Nonetheless, at the time of PET referral, the automated image-based classification was substantially more accurate than the contemporaneous clinical diagnosis. Specifically, three of the five patients who initially were thought (incorrectly) to have IPD were correctly classified as APS by the algorithm. As targeted proteinopathy-specific therapies are developed, confirming a clinical diagnosis of one or the other major forms of APS will become relevant [32].

Conclusion

This study confirms the advantages of clinical expertise combined with longitudinal patient observation in difficult-to-diagnose cases. Unfortunately, many patients will not have access to such expertise, and few are willing to wait several years for an accurate diagnosis and a realistic prognosis.
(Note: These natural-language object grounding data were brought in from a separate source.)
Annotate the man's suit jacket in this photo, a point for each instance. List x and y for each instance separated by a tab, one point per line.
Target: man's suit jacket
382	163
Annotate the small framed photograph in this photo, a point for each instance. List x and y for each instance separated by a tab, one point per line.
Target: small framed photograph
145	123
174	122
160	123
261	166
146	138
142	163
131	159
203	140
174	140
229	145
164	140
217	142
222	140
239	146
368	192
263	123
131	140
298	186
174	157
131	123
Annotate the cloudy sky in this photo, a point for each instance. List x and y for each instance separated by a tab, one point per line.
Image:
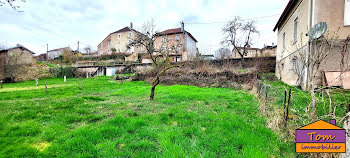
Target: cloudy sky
61	23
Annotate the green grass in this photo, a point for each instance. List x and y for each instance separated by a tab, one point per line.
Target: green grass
110	119
301	99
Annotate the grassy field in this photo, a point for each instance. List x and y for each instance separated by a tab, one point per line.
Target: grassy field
109	119
340	99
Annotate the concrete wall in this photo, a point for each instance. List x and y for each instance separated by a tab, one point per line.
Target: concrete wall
332	12
191	48
300	11
54	54
18	57
119	41
308	14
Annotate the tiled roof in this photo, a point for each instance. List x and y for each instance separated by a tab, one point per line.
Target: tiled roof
175	31
125	29
17	46
60	49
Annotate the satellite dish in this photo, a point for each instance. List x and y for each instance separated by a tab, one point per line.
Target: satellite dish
318	30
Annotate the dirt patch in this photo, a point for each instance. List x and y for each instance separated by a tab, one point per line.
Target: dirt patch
202	75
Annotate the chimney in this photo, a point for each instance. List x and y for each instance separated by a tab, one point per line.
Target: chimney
333	122
182	26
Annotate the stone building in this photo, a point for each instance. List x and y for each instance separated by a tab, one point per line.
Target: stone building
184	41
13	62
293	43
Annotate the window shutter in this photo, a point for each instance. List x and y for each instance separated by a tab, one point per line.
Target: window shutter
347	12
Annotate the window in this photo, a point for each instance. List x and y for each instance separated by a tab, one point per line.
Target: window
295	30
347	13
178	37
163	39
283	41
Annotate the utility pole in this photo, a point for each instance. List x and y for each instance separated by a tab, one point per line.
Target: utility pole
47	52
78	47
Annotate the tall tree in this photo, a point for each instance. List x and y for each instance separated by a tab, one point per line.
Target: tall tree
239	35
223	53
160	56
11	3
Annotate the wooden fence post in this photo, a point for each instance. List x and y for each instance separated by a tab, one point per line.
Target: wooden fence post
80	84
45	87
266	93
36	81
284	104
287	110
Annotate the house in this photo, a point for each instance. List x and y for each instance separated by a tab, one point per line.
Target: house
41	57
55	53
267	51
90	54
292	40
116	42
250	52
205	57
184	42
308	138
12	61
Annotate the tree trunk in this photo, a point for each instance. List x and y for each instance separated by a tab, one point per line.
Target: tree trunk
242	61
155	83
313	95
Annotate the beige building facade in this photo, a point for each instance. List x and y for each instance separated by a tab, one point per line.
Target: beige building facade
292	40
185	43
13	60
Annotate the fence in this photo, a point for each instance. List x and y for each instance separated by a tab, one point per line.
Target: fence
293	105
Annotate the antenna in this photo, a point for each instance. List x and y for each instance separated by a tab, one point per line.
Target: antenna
318	30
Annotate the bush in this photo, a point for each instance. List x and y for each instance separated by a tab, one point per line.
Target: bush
63	71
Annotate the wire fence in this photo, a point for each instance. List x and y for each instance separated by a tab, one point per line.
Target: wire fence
295	105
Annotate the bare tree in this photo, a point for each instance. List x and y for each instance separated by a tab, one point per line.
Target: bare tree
223	53
14	65
68	57
309	60
11	3
238	34
160	56
87	50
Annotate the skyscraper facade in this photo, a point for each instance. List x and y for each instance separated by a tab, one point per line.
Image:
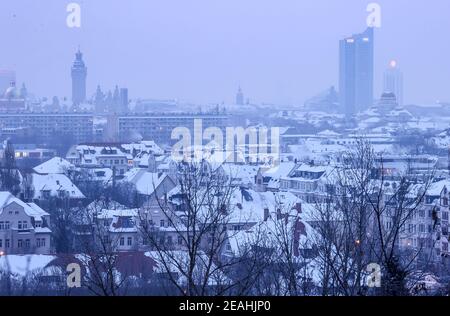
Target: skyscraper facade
6	78
356	55
240	97
393	81
79	75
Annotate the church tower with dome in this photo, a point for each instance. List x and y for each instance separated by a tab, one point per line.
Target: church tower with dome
79	75
12	101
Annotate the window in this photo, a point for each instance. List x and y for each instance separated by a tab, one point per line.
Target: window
22	225
421	228
40	242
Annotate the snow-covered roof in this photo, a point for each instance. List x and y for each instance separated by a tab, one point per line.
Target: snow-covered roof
31	209
54	165
54	184
145	181
241	174
23	265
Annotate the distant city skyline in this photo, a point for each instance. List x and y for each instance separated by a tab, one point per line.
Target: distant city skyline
282	53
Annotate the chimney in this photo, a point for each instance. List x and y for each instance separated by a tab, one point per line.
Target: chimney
266	214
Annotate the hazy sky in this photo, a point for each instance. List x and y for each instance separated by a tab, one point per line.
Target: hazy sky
280	51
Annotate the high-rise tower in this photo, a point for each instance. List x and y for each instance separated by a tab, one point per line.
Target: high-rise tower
79	74
240	97
393	81
356	72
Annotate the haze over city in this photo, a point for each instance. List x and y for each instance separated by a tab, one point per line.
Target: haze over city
221	149
201	51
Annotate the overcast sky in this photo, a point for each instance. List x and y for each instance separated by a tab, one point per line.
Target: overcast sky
280	51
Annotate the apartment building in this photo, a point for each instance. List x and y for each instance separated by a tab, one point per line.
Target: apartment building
47	125
159	127
24	227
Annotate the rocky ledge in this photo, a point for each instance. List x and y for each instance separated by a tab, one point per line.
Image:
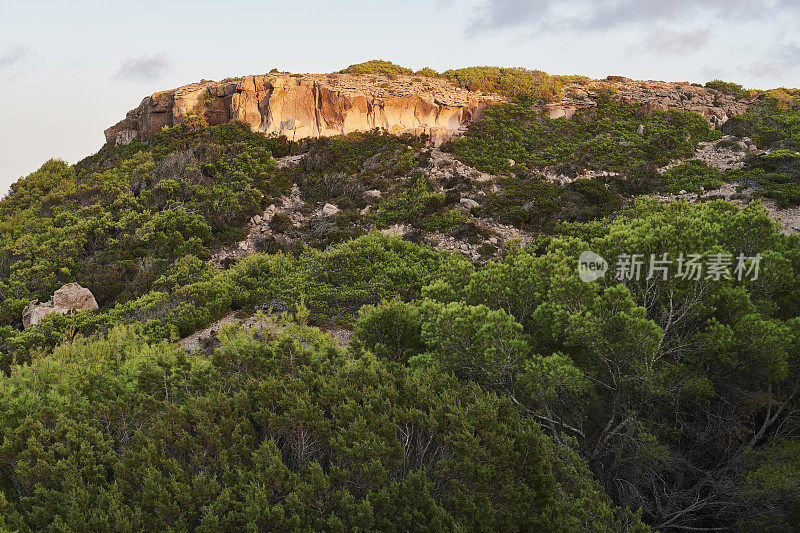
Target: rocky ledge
317	105
312	105
69	299
717	107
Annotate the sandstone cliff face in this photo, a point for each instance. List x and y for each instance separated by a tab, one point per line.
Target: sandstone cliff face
312	105
715	106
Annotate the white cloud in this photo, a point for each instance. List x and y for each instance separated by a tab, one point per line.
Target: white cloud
143	68
13	60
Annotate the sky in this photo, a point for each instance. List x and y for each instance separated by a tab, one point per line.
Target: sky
69	70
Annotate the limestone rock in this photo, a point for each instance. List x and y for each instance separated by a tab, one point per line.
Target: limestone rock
312	105
329	210
69	299
469	203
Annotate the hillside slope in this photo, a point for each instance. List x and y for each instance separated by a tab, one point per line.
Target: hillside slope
373	330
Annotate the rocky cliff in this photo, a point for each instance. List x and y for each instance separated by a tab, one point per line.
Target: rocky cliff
717	107
314	105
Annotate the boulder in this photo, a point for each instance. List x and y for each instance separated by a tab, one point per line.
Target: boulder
469	203
329	210
69	299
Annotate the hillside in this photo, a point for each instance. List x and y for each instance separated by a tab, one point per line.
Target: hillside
354	301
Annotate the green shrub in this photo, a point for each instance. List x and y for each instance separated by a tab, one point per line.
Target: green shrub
515	82
693	176
377	66
604	138
418	207
428	72
733	89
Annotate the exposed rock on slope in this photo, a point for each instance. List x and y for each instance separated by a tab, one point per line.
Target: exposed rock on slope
714	105
316	105
70	298
312	105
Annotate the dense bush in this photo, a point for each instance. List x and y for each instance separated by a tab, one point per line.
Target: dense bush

In such circumstances, reliable biomarkers will help reduce diagnostic uncertainty early in the disease course. So far, the image-based algorithm has the highest specificity and predictive value of available network biomarkers in differentiating PD, MSA, and PSP [7, 12,13,14,15, 33]. The advantage of metabolic imaging is that it can provide a wealth of information regarding rates of disease progression and treatment responses [13, 33, 34]. Perhaps more importantly, accurate early diagnosis is critical for efficient clinical trial design. Many disease-modification trials in PD focus on recent onset, drug-naïve PD patients—the very group for whom early diagnosis is least accurate [6]. Using the algorithm to screen for potential APS patients “masquerading” as IPD may enhance the likelihood of detecting a therapeutic effect. This attribute is particularly relevant in phase 2 clinical trials in which sample sizes are smaller and significant results can be obscured by just a few misdiagnoses.